With no network perimeter for the enterprise to manage, users can be anywhere and on any device. The devices that workers use are less likely to be ones assigned by the employer. Employer-owned laptops and phones are traditionally managed, patched, and kept up to date with security tools and policies. However, with everyone working remotely, employees may forget basic cyber hygiene skills and start to use their own devices to access work networks or apps. They could be using their work laptops to shop online between Zoom calls. Even if zero trust security can’t force employees working at home to use work devices only for work, it can control the potential for a security breach because of the fundamental “trust nobody; verify everything” rule that enforces access controls at every point within the network. 

If the enterprise moves to a managed cloud or even hybrid cloud platform and all policy is managed from a single point across the whole organization, CISOs can customize and improve the user experience by only giving employees access to the applications they need to work with, thus reducing latency on remote connections.  From a user perspective, they get the quickest access to the apps they need the most. 

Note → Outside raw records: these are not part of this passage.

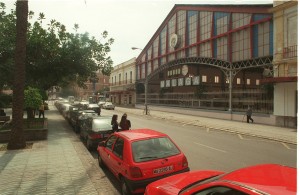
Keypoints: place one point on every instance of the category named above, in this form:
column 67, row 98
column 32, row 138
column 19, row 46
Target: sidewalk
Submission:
column 59, row 165
column 285, row 135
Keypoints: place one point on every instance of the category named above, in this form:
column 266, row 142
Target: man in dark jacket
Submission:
column 249, row 114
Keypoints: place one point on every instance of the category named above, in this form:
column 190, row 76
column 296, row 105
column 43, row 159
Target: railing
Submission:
column 260, row 100
column 290, row 52
column 124, row 82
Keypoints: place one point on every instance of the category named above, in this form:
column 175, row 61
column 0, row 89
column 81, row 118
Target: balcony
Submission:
column 290, row 52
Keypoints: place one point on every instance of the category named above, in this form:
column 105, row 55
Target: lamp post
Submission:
column 146, row 85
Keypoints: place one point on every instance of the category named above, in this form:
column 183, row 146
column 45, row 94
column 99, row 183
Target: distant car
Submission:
column 94, row 107
column 139, row 157
column 108, row 106
column 100, row 103
column 83, row 115
column 95, row 129
column 254, row 180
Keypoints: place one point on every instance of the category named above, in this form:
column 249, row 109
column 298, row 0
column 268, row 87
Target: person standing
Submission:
column 42, row 110
column 114, row 123
column 125, row 124
column 249, row 114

More cost-effective than MPLS 

Another benefit for CISOs is a reduction in Capex when compared to MPLS networking. Historically, businesses have made huge investments in centralizing firewalls and maintaining all the software and hardware required to support their security policies. This expense all moves away as cloud security becomes driven through the SaaS platform and on-demand pricing. 

SD-WAN is a core component of Zero Trust and also makes management of it easy, allowing IT to avoid complex network-security architectures, and removing the convoluted connections between appliances and users, while providing the highest security through a cloud-delivered model. Instead of appliances, all traffic is securely connected through a cloud-delivered service, whatever the connection type – mobile, satellite or home broadband. And because the intelligence of the network is software-driven and orchestrated centrally, it can manage the user’s journey through an insecure internet to the location of the application and compresses other applications to make it a vastly more efficient and less costly experience. Moreover, crucially for the enterprise, not only is this all done in a secure way using encryption which enables integrity between the user and the application, but SD-WAN delivers more agility and choice than legacy MPLS. 

Without a doubt in 2022 security will be high on the C-Suite agenda.  With intensifying trade disputes, an escalating threat landscape, a highly distributed workforce, supply chains stretched to breaking point by the pandemic, and extra pressure exerted by the ongoing effects of Brexit and other escalating geo-political issues, having a secure, productive, agile and cost-effective security framework in place will be paramount.